SSCC - Social Science Computing Cooperative Supporting Statistical Analysis for Research

3.3 Data frames

A data frame in the tidyverse is called a tibble. A tibble contains a set of columns, that are called variables. The data of a data frame are located in these variables. The variables of a data frame are organized by an index. The index provides the order of the variables and any names that are given to the variables. The preferred method of referencing the variables of a data frame Is by their names.

A tibble can be thought of as a list variables. This list of variables is the column index of the data frame. See the figure below. In this figure, name 1, name 2, and name k are the column names contained in the index.

Column index of a data frame

Figure 3.1: Column index of a data frame

The figure above shows that the variables of a data frame are only connected by the index. An observation (row) is made up of the values in the same row of the variables of the tibble.

A data frame can be imported from a variety of sources, delimited file, excel, SQL, etc. The tidyverse has readers for the common types of data files. These reader all share a common set of parsers, a function that formats the data of a variable. This chapter will focus on reading .csv files, a form of delimited files.

Example

  1. Importing a .csv file.

    forbes_in <-
      read_csv(
        file.path("..", "datasets", "Forbes2000.csv"),
        col_types = cols()
      )
    Warning: Missing column names filled in: 'X1' [1]
    glimpse(forbes_in)
    Observations: 2,000
    Variables: 9
    $ X1          <dbl> 1, 2, 3, 4, 5, 6, 7, 8, 9, 10, 11, 12, 13, 14, 15,...
    $ rank        <dbl> 1, 2, 3, 4, 5, 6, 7, 8, 9, 10, 11, 12, 13, 14, 15,...
    $ name        <chr> "Citigroup", "General Electric", "American Intl Gr...
    $ country     <chr> "United States", "United States", "United States",...
    $ category    <chr> "Banking", "Conglomerates", "Insurance", "Oil & ga...
    $ sales       <dbl> 94.71, 134.19, 76.66, 222.88, 232.57, 49.01, 44.33...
    $ profits     <dbl> 17.85, 15.59, 6.46, 20.96, 10.27, 10.81, 6.66, 7.9...
    $ assets      <dbl> 1264.03, 626.93, 647.66, 166.99, 177.57, 736.45, 7...
    $ marketvalue <dbl> 255.30, 328.54, 194.87, 277.02, 173.54, 117.55, 17...

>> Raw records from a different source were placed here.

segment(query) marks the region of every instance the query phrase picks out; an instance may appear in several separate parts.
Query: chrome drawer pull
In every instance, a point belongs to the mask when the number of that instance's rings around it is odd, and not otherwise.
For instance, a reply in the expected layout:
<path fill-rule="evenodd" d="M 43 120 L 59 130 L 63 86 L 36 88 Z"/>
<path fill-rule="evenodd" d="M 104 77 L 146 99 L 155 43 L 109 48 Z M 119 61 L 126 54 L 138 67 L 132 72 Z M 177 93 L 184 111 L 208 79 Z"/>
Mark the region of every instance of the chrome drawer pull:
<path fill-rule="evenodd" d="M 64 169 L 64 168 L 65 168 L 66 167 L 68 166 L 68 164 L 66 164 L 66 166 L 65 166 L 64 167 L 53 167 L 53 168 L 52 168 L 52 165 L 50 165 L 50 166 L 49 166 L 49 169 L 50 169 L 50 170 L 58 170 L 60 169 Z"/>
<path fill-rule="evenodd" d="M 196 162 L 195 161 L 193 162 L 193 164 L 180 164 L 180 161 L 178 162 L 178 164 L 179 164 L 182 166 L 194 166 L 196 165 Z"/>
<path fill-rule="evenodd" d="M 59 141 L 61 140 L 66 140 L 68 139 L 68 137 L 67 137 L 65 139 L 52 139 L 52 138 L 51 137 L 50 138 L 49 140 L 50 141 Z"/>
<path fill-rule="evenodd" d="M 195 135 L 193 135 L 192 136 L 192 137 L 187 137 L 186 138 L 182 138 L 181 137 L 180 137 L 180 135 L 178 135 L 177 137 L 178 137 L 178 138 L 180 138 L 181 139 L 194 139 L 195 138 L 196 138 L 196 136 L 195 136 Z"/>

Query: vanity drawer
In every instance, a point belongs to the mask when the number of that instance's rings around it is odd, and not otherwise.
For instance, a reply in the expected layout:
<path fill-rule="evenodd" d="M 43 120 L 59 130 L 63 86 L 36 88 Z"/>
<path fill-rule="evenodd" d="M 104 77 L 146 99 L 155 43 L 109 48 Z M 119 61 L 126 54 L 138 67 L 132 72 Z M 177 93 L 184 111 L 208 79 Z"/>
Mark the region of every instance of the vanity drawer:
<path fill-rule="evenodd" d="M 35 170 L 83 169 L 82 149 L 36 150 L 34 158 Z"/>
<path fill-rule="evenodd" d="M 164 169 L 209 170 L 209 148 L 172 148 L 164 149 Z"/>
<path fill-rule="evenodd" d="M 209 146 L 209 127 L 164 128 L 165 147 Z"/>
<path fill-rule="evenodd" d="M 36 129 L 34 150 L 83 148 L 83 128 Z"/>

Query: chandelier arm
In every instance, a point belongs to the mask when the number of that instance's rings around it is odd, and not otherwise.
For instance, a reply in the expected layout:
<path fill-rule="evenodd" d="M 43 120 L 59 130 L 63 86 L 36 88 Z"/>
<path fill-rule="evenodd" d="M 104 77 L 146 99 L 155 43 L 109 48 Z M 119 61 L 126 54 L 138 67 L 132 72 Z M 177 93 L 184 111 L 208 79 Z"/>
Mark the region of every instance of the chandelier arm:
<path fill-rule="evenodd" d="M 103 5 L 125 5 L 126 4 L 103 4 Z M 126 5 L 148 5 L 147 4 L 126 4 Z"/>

    The col_type parameter is used to define which parser will be used for each variable in the the data frame. Using cols() as the value for col_type tells the tidyverse to use its best guess for the type. This is useful for explority work with a data set that is not well defined. For production code, you should define the type for each variable in the col_types parameter.